Ainda hoje há pelas bibliotecas e arquivos da Europa imensas partituras de óperas, cantatas, sinfonias e concertos dos períodos barroco e clássico – épocas marcadas por uma extraordinária produtividade – de compositores menos conhecidos que aguardam que alguém lhes remova a poeira e as faça ouvir pela primeira vez em dois ou três séculos, mas não será rigoroso classificar todas estas obras como “perdidas”, pois de muitas conhece-se a existência e só aguardam apenas que alguém volte a dar-lhes atenção. É o que faz o pianista russo-americano Kirill Gerstein, que traz à Gulbenkian um programa que inclui uma peça de Debussy que andou desaparecida durante 84 anos.

Sete obras clássicas perdidas e achadas

Concerto para violoncelo n.º 1 Hob.VIIb.1, de Haydn

Composição: c.1761-65
Redescoberta: 1961
Estreia moderna: 1962

Em 1761, Joseph Haydn entrou ao serviço da poderosa família Esterházy, oficialmente como vice-mestre de capela, mas, na prática, desempenhando as funções do debilitado mestre de capela Gregor Werner – só ficaria com o posto deste após a sua morte, em 1766. Durante as quase três décadas passadas ao serviço dos Esterházy, Haydn produziu uma vasta quantidade de música. Chegaram aos nossos dias dois concertos para violoncelo, o Hob.VIIb.1 e o Hob.VIIb2. Um terceiro, o Hob.VIIb.4, foi publicado em 1894 como sendo de Haydn, mas durante o século XX chegou-se à conclusão (ainda que contestada) de que será, afinal, da autoria de Giovanni Battista Costanzi. Em compensação, em 1962 descobriu-se no Museu Nacional Checo, em Praga, o Concerto Hob.VIIb.1, que terá sido composto, provavelmente, para Joseph Weigl, que foi, entre 1761 e 1769, violoncelista da orquestra dos Esterházy.

O concerto teve estreia moderna por Milos Sádlo (violoncelo) e a Orquestra Sinfónica da Rádio Checa, com direcção de Charles Mackerras.

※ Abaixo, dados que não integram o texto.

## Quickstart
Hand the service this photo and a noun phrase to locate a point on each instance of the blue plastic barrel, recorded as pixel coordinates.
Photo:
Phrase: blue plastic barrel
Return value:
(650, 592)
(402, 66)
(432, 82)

[II andamento (Adagio), por Mstislav Rostropovich (violoncelo) e a Orquestra de Câmara Mito, com direcção de Seiji Ozawa, 1990]

Per la Ricuperata Salute di Ofelia K.477a, de Mozart/Salieri/Cornetti

Composição: 1785
Redescoberta: 2015
Estreia moderna: 2016

Esta cantata, cuja partitura também foi descoberta no Museu Nacional Checo, em Praga, tem a particularidade de ter sido obra de três compositores, dois dos quais são, no imaginário popular, rivais figadais: Wolfgang Amadeus Mozart e Antonio Salieri. Não há, todavia, razões para crer que a relação Mozart/Salieri fosse a que é apresentada no filme Amadeus, de Milos Forman, até porque Salieri desfrutava em Viena de uma posição incomparavelmente superior à de Mozart e estava longe de ser tão inepto como compositor como o filme dá a entender.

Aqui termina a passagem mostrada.